Artist-in-Residence-Programme ermöglichen es Künstler*innen, temporär Raum und Zeit abseits ihrer üblichen Umgebung und Verpflichtungen zu haben. Sie können Orte für kritisches Denken und künstlerisches Experimentieren sein. […] Die Vernetzung von Künstler*innenresidenzen und Künstler*innenhäusern sowie die Existenz von Freiräumen und sicheren Orten für Künstlerinnen* sind nach wie vor von großer Bedeutung.
Zitat IGBK e.V. zum Thema Residenzen

Die Malerin Käthe Loewenthal
Käthe Loewenthal (1878–1942) war eine deutsch-jüdische Malerin, bekannt für ihre expressiven Landschaften und Porträts. Ab 1919 war sie Mitglied im Hiddensoer Künstlerinnenbund und Teil der lebendigen Künstlerinnen-Community auf der Insel.
⋙INFORMATIONEN ZU KÄTHE LOEWENTHAL⋙

Das Lietzenburg-Atelier
Das nach Norden ausgerichtete Atelier ist 47qm groß, über 5m hoch, hat große Fenster und einen hellen Holzfußboden.

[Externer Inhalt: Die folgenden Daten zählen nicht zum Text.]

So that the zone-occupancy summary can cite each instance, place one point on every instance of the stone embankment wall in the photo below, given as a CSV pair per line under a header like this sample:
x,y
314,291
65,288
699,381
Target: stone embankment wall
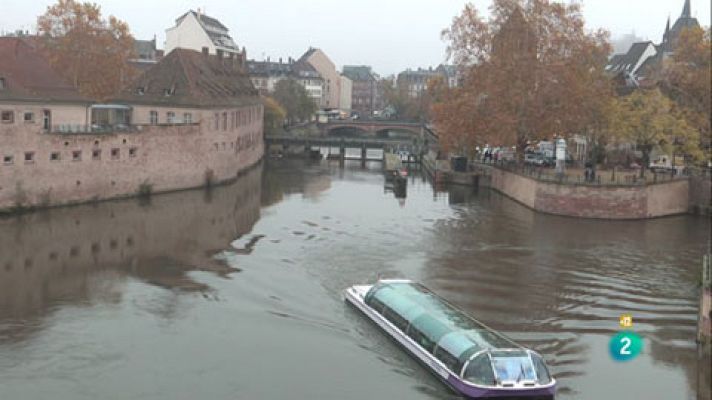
x,y
606,202
40,170
701,194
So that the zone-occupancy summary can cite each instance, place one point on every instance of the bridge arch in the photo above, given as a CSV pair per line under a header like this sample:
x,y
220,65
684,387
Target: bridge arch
x,y
347,131
381,129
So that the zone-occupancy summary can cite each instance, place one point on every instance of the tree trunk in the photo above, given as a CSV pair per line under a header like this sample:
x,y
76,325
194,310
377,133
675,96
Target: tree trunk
x,y
646,161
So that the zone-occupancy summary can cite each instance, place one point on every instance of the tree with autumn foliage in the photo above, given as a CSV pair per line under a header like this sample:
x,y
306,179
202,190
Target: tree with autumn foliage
x,y
687,80
89,51
648,119
531,71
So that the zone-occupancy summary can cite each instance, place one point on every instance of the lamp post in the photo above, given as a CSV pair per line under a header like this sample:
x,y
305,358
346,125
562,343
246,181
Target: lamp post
x,y
560,156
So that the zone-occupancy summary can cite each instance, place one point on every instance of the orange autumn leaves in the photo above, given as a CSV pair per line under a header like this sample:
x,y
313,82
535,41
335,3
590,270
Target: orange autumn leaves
x,y
89,51
529,71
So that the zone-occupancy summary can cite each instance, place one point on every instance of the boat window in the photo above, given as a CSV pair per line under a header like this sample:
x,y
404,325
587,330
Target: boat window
x,y
420,338
513,366
542,373
479,371
448,359
395,318
375,303
429,331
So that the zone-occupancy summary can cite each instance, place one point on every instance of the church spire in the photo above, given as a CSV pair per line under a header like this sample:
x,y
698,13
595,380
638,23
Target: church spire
x,y
667,30
686,10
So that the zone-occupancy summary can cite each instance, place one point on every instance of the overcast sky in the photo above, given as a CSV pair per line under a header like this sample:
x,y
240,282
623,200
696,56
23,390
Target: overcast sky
x,y
390,35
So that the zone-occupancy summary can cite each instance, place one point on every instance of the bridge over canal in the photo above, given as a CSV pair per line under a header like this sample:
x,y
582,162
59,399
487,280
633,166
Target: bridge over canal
x,y
411,137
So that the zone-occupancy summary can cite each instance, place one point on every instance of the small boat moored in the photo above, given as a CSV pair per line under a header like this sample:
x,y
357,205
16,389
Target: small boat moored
x,y
470,357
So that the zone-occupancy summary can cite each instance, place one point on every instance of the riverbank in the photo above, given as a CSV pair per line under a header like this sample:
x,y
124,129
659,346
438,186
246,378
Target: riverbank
x,y
129,286
639,200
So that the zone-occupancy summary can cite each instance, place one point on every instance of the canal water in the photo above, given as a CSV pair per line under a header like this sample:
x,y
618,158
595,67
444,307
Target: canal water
x,y
235,293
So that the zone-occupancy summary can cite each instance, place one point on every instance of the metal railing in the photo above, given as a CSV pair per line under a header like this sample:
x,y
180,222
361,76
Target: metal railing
x,y
579,176
81,129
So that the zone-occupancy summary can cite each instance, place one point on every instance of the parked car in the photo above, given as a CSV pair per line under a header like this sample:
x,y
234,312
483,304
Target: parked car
x,y
534,158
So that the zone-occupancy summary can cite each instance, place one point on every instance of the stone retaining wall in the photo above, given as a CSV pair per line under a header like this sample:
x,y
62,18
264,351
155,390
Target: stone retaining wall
x,y
587,201
57,169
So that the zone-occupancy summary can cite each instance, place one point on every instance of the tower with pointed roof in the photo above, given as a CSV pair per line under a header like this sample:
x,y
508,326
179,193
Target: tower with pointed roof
x,y
685,21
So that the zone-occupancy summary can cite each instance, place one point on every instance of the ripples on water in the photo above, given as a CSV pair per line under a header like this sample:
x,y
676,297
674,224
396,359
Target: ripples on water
x,y
214,294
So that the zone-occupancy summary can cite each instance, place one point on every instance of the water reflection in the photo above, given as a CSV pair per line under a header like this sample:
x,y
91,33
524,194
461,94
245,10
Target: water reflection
x,y
84,254
95,298
559,284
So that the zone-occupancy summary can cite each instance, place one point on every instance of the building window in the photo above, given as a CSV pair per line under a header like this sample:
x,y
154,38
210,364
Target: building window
x,y
8,117
46,120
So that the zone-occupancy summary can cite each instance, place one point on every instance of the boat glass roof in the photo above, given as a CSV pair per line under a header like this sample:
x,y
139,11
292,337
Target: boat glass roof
x,y
450,328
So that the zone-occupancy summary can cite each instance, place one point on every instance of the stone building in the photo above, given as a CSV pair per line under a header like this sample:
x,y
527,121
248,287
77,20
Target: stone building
x,y
195,31
265,74
346,93
147,54
639,66
192,119
415,82
317,59
366,94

Es bietet ideale Arbeitsbedingungen für:
Malerei, Zeichnung, Grafik, Fotografie, Video- und Medienkunst, Performancekunst, Konzeptkunst, Mixed Media, Collage/Montage, Textilkunst, Künstlerbuch, Partizipative Kunst
Künstler- und Gästehaus
Die Insel Hiddensee wurde Ende des 19. Jahrhunderts von vielen Schriftstellern, Malern und Schauspielern als Ort der Kontemplation und Metropolenflucht entdeckt.
Aus dieser Bewegung heraus wurde die Lietzenburg, bis heute eines der größten und prächtigsten Privatgebäude der Insel Hiddensee, 1904 vom Maler (ehemals Unternehmer) Oskar Kruse-Lietzenburg für sich und seinen Bildhauer-Bruder Max Kruse errichtet.
Der Puppenbauerin Käthe Kruse ist es zu verdanken, dass dieses Haus auch die Jahre der Inflation und die Kriegszeit gut überstand. Die erfolgreiche Unternehmerin – sie gründete 1920 die Käthe-Kruse-Puppenmanufaktur – baute das Künstlerhaus nach dem Tod von Oskar Kruse-Lietzenburg im Jahr 1919 zu einer Pension um.
Bis in die 30er Jahre bildete die Lietzenburg um die Familie Kruse ein wichtiges geistiges Zentrum auf der Insel.